28.8.07

VERÃO


Enluvámos as nossas mãos de terra
e revolvemos o coração do verão
na busca de segredos vegetais

Palpámos a firmeza das raízes
e o disfarce de bolbos pardacentos
mátrias infames das ervas da traição

Jurámos arrancá-los um por um
antes que o verão se vá daquela rua
e a esperança de o rever se desvaneça

De pé sobre o cansaço da nossa fortaleza
inda cumprimos a hora de dizer
a beleza das rosas dos bichos do luar

Licínia Quitério

19.8.07

GATA



Apareceste e colaste nos meus os teus olhos de esmeralda.

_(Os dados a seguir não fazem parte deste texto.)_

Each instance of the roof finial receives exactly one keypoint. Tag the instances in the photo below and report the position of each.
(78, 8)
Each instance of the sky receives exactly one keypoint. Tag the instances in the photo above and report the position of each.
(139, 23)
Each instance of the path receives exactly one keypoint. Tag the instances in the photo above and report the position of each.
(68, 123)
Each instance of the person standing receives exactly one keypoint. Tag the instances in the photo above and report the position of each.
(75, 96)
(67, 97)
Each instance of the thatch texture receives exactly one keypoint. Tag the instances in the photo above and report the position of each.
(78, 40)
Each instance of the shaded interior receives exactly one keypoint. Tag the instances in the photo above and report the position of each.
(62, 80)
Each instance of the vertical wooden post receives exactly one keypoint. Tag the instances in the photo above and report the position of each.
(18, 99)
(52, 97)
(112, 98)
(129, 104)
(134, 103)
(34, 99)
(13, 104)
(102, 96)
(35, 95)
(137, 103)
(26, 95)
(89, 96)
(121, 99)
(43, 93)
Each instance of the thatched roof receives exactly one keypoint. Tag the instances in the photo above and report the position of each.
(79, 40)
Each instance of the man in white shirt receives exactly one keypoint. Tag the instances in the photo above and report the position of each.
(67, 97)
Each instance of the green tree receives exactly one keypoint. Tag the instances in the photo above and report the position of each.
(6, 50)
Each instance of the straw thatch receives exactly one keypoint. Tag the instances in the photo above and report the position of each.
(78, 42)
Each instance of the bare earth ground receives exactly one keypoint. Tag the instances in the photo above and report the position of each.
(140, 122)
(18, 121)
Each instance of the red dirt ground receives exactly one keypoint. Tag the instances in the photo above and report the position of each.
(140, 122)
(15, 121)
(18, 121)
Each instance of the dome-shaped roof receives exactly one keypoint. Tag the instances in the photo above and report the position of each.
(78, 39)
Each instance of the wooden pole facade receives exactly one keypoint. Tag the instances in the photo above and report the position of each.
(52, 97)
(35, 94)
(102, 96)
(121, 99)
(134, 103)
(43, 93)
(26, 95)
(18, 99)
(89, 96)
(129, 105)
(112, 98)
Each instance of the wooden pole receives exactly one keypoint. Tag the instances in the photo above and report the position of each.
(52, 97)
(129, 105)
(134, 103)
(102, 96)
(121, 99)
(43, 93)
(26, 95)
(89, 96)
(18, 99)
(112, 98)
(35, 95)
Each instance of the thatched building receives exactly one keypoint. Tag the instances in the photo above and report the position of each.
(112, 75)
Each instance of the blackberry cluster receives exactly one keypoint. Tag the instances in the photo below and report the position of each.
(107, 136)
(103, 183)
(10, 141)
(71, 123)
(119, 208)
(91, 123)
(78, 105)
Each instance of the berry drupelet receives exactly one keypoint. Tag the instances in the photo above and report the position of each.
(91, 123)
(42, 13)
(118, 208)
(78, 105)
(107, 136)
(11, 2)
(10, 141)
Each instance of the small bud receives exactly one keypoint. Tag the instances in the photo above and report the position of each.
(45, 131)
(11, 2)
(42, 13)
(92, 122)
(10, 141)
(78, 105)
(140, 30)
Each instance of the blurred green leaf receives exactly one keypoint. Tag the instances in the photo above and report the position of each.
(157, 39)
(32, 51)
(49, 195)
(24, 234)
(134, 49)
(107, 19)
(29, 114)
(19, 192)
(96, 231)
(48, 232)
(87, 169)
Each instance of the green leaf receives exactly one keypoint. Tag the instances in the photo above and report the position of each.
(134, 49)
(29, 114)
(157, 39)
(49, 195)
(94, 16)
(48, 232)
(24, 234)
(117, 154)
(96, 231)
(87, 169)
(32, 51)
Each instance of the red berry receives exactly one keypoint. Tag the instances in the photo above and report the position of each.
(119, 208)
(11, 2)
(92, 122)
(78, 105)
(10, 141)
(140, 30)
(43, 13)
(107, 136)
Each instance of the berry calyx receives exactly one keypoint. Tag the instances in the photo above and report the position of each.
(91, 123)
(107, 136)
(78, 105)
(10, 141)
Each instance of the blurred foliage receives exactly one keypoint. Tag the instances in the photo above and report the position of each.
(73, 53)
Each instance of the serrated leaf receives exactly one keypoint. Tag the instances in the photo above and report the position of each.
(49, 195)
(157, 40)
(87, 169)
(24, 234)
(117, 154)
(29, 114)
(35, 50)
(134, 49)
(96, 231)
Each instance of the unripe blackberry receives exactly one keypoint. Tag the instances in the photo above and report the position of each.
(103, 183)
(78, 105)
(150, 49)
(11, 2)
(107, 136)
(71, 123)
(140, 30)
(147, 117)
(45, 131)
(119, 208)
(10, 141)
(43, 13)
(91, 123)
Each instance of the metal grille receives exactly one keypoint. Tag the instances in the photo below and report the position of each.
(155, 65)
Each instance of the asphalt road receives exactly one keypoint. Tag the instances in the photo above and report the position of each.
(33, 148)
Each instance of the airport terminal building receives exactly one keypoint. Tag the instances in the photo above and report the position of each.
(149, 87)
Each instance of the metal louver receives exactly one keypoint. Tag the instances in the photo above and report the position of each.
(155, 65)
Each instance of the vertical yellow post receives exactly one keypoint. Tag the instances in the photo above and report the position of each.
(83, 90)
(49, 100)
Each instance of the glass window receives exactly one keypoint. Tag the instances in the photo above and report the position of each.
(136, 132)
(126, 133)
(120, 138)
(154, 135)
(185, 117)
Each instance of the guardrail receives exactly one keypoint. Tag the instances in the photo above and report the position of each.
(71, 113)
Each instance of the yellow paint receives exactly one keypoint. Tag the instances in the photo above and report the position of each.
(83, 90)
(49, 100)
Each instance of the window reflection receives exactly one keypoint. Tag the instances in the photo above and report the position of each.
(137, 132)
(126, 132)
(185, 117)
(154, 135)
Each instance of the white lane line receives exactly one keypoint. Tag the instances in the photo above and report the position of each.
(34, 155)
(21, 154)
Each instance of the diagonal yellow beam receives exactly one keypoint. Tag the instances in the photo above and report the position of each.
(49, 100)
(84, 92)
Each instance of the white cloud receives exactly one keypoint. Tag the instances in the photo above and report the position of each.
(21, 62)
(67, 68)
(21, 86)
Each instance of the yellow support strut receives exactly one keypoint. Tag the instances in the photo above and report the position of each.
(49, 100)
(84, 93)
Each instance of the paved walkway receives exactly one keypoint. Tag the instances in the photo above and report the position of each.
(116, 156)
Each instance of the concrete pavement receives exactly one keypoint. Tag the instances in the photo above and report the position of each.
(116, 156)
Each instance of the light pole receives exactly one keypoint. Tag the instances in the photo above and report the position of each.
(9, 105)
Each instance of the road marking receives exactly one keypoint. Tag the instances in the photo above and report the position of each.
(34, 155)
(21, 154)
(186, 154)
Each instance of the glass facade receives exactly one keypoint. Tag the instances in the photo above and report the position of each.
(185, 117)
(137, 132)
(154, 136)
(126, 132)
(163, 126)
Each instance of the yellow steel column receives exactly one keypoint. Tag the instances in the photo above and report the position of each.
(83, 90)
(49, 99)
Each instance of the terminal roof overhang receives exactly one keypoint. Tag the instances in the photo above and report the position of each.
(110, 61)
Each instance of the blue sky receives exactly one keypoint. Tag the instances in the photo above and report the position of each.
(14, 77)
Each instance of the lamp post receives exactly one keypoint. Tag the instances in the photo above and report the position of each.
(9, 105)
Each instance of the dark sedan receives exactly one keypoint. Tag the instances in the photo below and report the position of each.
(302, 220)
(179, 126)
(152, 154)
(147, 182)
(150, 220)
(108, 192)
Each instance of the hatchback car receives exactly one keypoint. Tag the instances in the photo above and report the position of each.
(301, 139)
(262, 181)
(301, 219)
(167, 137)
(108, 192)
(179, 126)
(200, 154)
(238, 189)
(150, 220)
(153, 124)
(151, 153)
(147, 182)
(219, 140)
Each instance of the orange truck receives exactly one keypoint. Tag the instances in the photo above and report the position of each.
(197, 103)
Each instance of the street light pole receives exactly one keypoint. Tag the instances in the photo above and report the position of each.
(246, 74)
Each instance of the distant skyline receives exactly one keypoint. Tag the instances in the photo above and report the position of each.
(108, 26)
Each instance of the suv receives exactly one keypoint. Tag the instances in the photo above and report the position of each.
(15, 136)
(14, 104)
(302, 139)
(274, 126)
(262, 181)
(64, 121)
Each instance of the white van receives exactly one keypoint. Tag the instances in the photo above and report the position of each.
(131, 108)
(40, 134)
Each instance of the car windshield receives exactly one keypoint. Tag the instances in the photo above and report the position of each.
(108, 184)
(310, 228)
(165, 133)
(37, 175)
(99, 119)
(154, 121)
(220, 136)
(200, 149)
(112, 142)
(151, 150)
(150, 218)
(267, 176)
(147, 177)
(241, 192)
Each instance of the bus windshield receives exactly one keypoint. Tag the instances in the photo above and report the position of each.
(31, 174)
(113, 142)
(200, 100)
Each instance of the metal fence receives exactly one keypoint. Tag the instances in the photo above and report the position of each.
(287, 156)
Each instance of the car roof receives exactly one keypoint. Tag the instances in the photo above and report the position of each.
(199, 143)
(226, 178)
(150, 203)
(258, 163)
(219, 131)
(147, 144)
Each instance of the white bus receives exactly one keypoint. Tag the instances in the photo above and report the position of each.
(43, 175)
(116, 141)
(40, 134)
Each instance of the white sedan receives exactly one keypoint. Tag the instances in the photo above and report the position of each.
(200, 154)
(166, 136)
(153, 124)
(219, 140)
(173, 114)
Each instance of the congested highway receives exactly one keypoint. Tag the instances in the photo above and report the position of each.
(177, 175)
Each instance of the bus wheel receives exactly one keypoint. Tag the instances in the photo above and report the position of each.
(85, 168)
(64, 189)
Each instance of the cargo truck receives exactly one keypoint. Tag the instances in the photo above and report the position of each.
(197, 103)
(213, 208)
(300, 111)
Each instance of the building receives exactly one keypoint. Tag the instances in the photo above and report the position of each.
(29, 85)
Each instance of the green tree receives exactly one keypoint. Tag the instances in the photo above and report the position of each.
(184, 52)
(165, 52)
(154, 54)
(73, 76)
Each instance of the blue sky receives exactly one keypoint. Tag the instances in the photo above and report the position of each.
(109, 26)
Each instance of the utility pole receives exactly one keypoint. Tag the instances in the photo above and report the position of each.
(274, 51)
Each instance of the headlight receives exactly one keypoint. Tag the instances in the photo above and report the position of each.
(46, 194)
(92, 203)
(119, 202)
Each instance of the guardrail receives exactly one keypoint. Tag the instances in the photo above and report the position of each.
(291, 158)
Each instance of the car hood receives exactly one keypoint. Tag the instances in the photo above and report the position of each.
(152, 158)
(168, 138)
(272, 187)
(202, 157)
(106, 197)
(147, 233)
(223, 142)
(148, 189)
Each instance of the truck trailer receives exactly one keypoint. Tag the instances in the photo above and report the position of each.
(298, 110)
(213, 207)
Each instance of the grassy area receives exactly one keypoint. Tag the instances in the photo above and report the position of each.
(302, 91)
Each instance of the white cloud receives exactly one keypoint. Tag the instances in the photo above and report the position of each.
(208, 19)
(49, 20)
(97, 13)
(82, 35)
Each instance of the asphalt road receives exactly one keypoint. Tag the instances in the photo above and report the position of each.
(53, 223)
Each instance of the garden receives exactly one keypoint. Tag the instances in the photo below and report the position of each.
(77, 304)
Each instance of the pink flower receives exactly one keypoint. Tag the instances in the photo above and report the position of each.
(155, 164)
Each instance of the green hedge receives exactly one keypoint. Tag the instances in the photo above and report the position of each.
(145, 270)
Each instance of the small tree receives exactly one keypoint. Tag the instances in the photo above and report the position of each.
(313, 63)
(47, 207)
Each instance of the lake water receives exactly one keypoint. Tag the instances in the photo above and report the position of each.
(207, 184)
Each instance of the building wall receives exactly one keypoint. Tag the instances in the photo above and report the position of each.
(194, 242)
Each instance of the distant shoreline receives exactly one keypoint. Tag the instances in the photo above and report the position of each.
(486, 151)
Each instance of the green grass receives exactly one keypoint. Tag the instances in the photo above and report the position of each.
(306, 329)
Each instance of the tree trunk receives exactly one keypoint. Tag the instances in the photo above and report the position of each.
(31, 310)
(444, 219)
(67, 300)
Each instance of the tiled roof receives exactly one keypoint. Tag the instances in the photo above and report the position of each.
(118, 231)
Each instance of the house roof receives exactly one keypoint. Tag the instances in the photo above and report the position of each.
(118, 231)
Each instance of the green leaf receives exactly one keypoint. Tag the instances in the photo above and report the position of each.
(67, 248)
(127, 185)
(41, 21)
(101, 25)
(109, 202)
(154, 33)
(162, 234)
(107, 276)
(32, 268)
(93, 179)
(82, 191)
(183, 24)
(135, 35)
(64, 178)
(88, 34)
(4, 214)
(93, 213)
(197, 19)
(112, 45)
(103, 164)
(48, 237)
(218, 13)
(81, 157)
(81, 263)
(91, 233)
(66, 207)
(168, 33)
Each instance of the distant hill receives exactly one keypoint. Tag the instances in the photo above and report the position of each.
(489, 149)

Ofereci-te comida e aceitaste. Abri-te a porta da casa e entraste. Visitaste os meus lugares e elegeste o banco alto onde poisaste. Como uma rainha, no seu trono de aperceber o império. Consentes que te acaricie, apenas com o olhar. Quando ficamos frente a frente, reclino-me no silêncio a adivinhar-te. Vigilante de templos derrubados, confidente da solidão dos céus, feiticeira temida e acossada, musa bem-amada, caçadora intrépida e implacável, fêmea cumpridora de namoros breves e doces maternidades. Sabes do meu riso e do meu pranto. Eu nada sei de ti, altiva, solitária, sedutora. Gata ou reflexo de uma deusa? Haverá uma noite para eu transpor o muro e ir ao teu encontro. Ouviremos, pela única vez, o coro das estrelas reclamando o brilho dos teus olhos, o nada das minhas mãos.

Licínia Quitério

13.8.07

PEREGRINAÇÕES

No tempo das grandes secas
os pobres sugaram as fontes
até ao finíssimo veio de prata

No tempo das grandes fomes
os pobres devoraram os olhos
e a pele e a carne das casas

Os pobres deixaram - como sempre -
as cores ásperas na pedra

Esvoaçam os véus do tempo
nas harpas do vento leve


Mostrei-te o velho caminho da fonte por onde meu pai me levava a passear, nos meus anos meninos. Só o caminho (e mesmo esse tão diferente), que a fonte levou-a o asfalto e a sede insaciável dos homens da vila nova. Persistem os sinais da água na voz que por mim disse: Como gosto de peregrinar pelos santuários em que me guardo...

Licínia Quitério

6.8.07

DA ESPERANÇA


Sitiados
deglutimos a raiva
até estalar o grito
que rebente o dique
e inunde a paisagem

de laços e sementes

Não mais o céu será de fogo


Licínia Quitério


"Na realidade, a minha arte é uma confissão feita de minha própria e livre vontade, uma tentativa de tornar clara a minha própria noção da Vida... No fundo é uma espécie de egoísmo, mas não desistirei de ter esperança de que, com a sua intervenção, eu possa ser capaz de ajudar outros a atingir a sua própria clareza."